This post is going to demonstrate how to use the Albumentations library with TensorFlow.
Table of Contents
import os
import random
from functools import partial
from os.path import join
from pathlib import Path
import albumentations as A
import matplotlib.pyplot as plt
import numpy as np
import tensorflow as tf
from tensorflow.keras import optimizers
from tensorflow.keras.applications.mobilenet_v2 import MobileNetV2
from tensorflow.keras.layers import Dense, GlobalAveragePooling2D
from tensorflow.keras.models import Model
from tensorflow.keras.preprocessing import image
AUTOTUNE = tf.data.experimental.AUTOTUNE
Loading Data into Tensorflow
First we point to our images. Our goal is to get a list of all the images that we can pass to tf.data.Dataset
.
root_path = Path('E:/WallabiesAndRoosFullSize/train')
Let’s see what class names we have
class_names = np.array(sorted([folder.name for folder in root_path.glob('*')]))
print(class_names)
['kangaroo' 'wallaby']
Let’s load them into tf.data.
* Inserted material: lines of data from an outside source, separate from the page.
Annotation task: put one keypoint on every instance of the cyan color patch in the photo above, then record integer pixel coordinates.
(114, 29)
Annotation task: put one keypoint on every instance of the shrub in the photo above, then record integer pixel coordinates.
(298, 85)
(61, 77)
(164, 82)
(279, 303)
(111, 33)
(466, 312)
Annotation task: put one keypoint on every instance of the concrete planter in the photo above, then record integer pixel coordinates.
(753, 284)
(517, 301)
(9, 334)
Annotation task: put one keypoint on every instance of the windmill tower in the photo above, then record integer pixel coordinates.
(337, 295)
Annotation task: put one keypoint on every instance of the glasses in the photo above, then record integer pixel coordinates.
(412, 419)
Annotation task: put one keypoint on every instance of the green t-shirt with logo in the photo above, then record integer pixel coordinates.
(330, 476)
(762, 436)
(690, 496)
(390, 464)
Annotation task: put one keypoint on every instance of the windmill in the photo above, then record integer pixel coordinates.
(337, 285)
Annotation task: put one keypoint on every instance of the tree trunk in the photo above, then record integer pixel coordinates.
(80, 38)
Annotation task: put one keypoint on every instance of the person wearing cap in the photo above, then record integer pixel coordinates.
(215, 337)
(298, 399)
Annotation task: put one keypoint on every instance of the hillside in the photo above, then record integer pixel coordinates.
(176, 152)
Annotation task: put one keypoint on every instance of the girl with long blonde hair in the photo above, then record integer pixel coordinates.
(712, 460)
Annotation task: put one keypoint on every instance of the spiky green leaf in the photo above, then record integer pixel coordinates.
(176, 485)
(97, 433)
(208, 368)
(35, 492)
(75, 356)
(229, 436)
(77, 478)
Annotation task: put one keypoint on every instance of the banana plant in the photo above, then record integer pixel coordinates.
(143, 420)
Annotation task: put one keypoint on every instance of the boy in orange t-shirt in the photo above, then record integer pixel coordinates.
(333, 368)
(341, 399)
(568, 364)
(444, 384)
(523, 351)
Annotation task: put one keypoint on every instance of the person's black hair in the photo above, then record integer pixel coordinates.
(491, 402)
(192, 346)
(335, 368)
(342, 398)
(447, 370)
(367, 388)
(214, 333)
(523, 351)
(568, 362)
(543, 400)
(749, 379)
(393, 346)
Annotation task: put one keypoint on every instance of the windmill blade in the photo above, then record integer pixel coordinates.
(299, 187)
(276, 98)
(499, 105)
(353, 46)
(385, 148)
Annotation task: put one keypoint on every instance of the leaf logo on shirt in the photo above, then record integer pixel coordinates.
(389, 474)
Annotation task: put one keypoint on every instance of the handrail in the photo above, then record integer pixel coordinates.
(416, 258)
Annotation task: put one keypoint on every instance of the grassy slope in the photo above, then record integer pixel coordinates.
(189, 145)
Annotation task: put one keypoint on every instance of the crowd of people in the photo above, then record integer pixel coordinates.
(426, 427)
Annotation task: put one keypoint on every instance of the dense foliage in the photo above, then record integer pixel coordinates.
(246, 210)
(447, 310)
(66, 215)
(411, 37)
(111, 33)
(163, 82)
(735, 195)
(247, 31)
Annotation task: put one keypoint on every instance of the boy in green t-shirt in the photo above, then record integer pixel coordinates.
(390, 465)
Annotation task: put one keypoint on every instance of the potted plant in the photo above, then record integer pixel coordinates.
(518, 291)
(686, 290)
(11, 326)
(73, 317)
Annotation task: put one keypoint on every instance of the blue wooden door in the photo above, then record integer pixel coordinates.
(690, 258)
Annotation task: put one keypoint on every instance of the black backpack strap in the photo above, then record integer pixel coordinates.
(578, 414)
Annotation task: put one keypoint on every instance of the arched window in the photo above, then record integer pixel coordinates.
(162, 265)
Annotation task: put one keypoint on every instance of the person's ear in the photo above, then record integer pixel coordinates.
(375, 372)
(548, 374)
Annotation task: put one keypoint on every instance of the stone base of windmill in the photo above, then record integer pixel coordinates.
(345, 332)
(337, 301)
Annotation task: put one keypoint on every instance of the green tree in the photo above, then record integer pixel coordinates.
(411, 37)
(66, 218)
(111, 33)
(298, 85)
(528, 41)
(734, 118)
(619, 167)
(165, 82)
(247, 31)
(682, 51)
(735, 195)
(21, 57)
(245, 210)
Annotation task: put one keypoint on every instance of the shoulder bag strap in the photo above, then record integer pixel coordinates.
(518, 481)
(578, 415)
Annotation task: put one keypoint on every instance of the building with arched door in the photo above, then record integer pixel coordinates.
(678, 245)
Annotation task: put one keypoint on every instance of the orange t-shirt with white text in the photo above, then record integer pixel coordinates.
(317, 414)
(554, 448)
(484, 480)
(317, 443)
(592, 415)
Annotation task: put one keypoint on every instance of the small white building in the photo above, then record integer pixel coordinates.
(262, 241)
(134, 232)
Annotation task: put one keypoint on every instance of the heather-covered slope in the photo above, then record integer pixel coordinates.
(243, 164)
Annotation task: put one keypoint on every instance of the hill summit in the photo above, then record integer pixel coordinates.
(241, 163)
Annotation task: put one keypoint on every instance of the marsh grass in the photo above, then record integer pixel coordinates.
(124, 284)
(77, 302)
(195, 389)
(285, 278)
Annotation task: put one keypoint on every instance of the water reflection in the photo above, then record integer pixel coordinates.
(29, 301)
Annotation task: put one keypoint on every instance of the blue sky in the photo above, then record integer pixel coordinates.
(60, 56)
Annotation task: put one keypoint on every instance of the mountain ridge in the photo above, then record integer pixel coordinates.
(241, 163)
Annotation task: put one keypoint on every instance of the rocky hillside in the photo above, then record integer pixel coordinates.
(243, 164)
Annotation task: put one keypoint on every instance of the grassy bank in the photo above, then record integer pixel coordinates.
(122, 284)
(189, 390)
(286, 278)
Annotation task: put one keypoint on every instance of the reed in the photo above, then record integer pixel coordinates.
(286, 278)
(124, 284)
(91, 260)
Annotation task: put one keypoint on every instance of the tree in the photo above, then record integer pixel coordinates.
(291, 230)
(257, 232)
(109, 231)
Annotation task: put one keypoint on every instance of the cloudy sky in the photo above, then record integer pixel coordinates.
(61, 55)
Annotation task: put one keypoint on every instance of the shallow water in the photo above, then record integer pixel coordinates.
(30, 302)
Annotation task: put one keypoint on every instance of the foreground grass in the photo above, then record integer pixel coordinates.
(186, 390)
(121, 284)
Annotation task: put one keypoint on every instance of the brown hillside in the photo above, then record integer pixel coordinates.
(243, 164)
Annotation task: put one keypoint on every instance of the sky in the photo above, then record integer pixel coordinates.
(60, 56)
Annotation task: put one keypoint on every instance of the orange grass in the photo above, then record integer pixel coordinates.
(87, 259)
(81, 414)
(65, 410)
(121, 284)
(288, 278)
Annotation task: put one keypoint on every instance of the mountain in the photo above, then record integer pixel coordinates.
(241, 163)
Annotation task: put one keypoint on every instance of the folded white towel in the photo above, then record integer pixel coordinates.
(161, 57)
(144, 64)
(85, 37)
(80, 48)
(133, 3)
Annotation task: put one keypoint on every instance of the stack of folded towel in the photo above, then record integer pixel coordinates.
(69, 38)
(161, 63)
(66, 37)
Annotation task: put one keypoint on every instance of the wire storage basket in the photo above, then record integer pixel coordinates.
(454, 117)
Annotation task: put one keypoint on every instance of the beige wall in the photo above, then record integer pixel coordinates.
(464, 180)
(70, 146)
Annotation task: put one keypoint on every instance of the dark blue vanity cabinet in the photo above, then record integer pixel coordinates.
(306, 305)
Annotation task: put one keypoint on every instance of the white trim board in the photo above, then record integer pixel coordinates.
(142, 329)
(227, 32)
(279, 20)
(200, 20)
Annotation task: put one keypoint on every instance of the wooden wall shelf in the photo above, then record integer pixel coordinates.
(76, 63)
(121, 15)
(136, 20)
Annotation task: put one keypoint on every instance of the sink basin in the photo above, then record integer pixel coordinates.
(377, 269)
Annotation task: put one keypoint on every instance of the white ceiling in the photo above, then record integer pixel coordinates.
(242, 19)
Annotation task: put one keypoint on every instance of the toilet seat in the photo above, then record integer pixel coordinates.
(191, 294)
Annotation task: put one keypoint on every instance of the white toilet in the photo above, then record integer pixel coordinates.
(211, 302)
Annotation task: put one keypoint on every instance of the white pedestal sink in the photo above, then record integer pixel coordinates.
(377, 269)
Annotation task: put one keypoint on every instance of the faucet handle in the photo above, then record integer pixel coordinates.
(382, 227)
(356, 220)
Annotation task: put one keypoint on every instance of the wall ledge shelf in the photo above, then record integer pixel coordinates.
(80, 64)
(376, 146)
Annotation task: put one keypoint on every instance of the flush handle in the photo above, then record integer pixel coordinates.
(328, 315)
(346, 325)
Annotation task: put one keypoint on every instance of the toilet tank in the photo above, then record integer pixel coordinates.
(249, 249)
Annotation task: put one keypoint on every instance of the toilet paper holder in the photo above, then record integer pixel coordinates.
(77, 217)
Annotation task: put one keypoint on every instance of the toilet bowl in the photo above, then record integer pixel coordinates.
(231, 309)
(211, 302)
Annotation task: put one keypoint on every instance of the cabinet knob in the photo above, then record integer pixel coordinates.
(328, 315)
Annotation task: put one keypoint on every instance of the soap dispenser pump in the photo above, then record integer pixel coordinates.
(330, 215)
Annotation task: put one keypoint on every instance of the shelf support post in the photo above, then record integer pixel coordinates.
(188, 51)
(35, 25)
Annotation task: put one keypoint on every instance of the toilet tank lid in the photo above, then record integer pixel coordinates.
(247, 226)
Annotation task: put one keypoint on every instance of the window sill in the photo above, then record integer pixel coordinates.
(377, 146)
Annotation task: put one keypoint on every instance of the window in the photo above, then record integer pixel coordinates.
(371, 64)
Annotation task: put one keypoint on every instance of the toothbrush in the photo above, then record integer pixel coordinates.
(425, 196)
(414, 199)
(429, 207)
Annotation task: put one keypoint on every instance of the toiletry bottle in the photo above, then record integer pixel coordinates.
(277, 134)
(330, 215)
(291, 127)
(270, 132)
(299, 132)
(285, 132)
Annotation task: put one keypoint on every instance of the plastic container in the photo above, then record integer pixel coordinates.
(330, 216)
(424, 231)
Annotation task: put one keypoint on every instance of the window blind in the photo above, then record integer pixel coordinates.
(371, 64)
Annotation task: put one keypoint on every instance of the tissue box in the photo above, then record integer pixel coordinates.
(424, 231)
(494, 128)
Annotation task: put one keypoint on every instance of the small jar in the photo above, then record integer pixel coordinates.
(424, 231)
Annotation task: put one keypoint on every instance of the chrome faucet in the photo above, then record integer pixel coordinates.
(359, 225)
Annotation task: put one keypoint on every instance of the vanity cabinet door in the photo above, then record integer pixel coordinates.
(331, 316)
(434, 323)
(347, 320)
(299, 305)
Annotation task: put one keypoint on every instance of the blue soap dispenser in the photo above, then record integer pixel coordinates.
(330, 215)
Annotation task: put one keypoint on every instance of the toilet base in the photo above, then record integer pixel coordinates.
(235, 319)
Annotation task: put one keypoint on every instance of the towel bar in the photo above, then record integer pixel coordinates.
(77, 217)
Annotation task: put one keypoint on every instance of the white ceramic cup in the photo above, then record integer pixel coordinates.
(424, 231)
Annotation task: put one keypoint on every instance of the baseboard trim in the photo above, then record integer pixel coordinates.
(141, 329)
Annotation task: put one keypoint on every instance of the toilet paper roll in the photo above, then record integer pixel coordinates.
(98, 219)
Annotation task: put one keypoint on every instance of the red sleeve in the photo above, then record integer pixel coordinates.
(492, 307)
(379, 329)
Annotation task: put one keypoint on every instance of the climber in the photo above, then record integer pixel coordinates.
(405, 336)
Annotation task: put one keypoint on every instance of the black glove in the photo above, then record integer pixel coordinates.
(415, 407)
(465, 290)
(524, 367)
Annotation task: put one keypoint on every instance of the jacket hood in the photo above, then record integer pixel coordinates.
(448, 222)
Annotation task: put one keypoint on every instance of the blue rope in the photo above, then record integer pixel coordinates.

All the images are ordered, so we’ll want to shuffle them.
dataset_images = tf.data.Dataset.list_files(str(root_path/'*/*'), shuffle=True)
We’ll specify the size we want the results to be.
IMG_HEIGHT = 128
IMG_WIDTH = 128
BATCH_SIZE = 32
Now we’ll make a function to parse the images and labels. There are lots of ways to resize your image and you could do it in both Albumentations or TensorFlow. I prefer to do it right away in TensorFlow before it even touches my augmentation process, so I’ll add it to the parse function.
def parse_image(filename):
# start with the image
img = tf.io.read_file(filename)
image = tf.io.decode_jpeg(img, channels=3)
image = tf.image.resize(image, (IMG_HEIGHT, IMG_WIDTH), method=tf.image.ResizeMethod.NEAREST_NEIGHBOR)
# then do the label
parts = tf.strings.split(filename, os.sep)
label = parts[-2]
one_hot_label = parts[-2] == class_names
label = tf.argmax(one_hot_label)
return image, label
Now let’s visualize an image to see if that worked.
dataset_images_mapped = dataset_images.map(parse_image)
image, label = next(iter(dataset_images_mapped))
def show(image, label):
plt.figure()
plt.imshow(image)
plt.title(class_names[label.numpy()])
plt.axis('off')
show(image, label)
Augmentations
OK, we’re good in shape. Now let’s add augmentation to it. Let’s select some augmentations we want to try.
transforms = A.Compose([
# spatial-level transforms (no distortion)
A.HorizontalFlip(p=0.5),
# pixel-level transforms
A.CLAHE(p=0.25),
A.RandomBrightness(limit=0.15, p=0.5),
A.RandomContrast(limit=0.15, p=0.5),
A.RandomGamma(gamma_limit=(80, 120), p=0.5),
])
Now we’ll write a function to pass to tf.numpy_function
. This will perform the albumentation transforms.
def aug_fn(image):
"""
Function to apply albumentation transforms and cast the result data type.
"""
aug_data = transforms(image=image)
aug_img = aug_data["image"]
aug_img = tf.cast(aug_img/255.0, tf.float32)
return aug_img
def process_data(image, label):
aug_img = tf.numpy_function(func=aug_fn, inp=[image], Tout=tf.float32)
return aug_img, label
Now we’ll use the functions to create the dataset.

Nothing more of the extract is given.